Yacht retailer MarineMax discloses data breach after cyberattack

MarineMax, self-described as one of the world's largest recreational boat and yacht retailers, says attackers stole employee and customer data after breaching its systems in a March cyberattack.

The Florida-based yacht seller said in a March 12 SEC filing that it didn't store sensitive data in the compromised systems. Still, on Monday, a new 8-K filing revealed that the malicious actors gained access and stole personal data belonging to an undisclosed number of individuals.

"The Company has determined that a cybercrime organization accessed a limited portion of our information environment associated with our retail business," MarineMax disclosed.

"As of the date of this filing, our ongoing investigation has identified that this organization exfiltrated limited data from this environment that includes some customer and employee information, including personally identifiable information."

While the company didn't attribute the attack to a specific threat group, the Rhysida ransomware gang claimed the attack and is now selling data allegedly stolen from MarineMax's network for 15 BTC (just over $1 million).

Rhysida has also leaked screenshots of what appear to be MarineMax's financial documents, along with employee driver's licenses and passports, on its dark web leak site.

The group is still seeking a buyer for the data they stole from the company, indicating that the ransom has not yet been paid.

​MarineMax operates over 130 locations worldwide, including 83 dealerships and 66 marina and storage facilities.
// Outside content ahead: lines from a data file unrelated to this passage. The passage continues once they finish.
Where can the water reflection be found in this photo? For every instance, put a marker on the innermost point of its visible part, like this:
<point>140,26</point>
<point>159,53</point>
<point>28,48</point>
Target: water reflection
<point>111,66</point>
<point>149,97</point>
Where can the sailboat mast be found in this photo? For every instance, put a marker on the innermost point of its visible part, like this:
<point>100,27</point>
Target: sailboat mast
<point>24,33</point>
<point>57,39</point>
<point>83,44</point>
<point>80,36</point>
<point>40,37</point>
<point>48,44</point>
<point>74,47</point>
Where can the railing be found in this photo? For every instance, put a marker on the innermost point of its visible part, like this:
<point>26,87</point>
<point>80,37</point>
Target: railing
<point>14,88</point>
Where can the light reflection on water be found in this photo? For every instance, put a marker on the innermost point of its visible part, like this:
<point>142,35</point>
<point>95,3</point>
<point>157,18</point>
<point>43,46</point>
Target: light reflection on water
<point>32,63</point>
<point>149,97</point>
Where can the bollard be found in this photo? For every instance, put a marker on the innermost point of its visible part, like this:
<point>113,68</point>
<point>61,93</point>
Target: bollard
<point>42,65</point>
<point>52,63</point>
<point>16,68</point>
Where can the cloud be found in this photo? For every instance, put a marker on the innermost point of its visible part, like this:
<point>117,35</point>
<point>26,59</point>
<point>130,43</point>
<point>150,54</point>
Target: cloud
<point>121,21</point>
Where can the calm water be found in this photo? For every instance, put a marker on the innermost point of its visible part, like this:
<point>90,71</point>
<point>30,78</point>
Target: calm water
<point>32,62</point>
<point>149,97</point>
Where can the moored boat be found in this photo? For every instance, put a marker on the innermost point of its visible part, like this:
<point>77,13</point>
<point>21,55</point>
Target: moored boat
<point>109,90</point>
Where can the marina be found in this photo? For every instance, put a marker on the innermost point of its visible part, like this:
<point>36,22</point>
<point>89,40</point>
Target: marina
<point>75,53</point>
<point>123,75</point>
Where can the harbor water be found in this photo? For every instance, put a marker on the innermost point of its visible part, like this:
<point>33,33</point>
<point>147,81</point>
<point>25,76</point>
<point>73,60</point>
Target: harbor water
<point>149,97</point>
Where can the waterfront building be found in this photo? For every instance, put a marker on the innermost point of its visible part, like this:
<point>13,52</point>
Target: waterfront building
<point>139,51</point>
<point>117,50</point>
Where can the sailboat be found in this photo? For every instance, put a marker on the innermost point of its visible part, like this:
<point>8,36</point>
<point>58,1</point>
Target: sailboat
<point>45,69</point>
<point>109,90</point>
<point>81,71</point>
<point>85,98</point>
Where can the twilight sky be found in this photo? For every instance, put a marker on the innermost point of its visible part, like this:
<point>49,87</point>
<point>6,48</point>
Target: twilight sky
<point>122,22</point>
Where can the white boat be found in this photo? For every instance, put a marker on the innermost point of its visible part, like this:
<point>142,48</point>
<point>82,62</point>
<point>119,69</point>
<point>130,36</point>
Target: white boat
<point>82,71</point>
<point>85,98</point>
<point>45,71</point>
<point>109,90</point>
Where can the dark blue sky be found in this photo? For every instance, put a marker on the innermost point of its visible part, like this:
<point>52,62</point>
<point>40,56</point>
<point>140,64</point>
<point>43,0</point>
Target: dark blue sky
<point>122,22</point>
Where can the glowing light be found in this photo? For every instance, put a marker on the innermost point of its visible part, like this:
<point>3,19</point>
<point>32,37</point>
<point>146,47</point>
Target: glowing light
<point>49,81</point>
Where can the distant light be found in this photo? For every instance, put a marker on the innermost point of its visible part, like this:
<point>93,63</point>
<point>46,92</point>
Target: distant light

The company reported a $2.39 billion revenue last year, with a $835.3 million gross profit.

The Rhysida ransomware-as-a-service (RaaS) operation emerged almost one year ago, in May 2023, and gained notoriety after breaching the British Library and the Chilean Army (Ejército de Chile).

The gang's affiliates were also linked by the U.S. Department of Health and Human Services (HHS) to attacks against healthcare organizations in August.

Additionally, a joint advisory issued by CISA and the FBI warned that the Rhysida ransomware group has also carried out opportunistic attacks targeting organizations in various industry sectors.

One of the latest examples is the November attack against Sony subsidiary Insomniac Games when the ransomware gang stole over 1.3 million files, including employee personal information. Rhysida leaked 1,67 TB of documents on its leak site after the game studio refused to pay a $2 million ransom.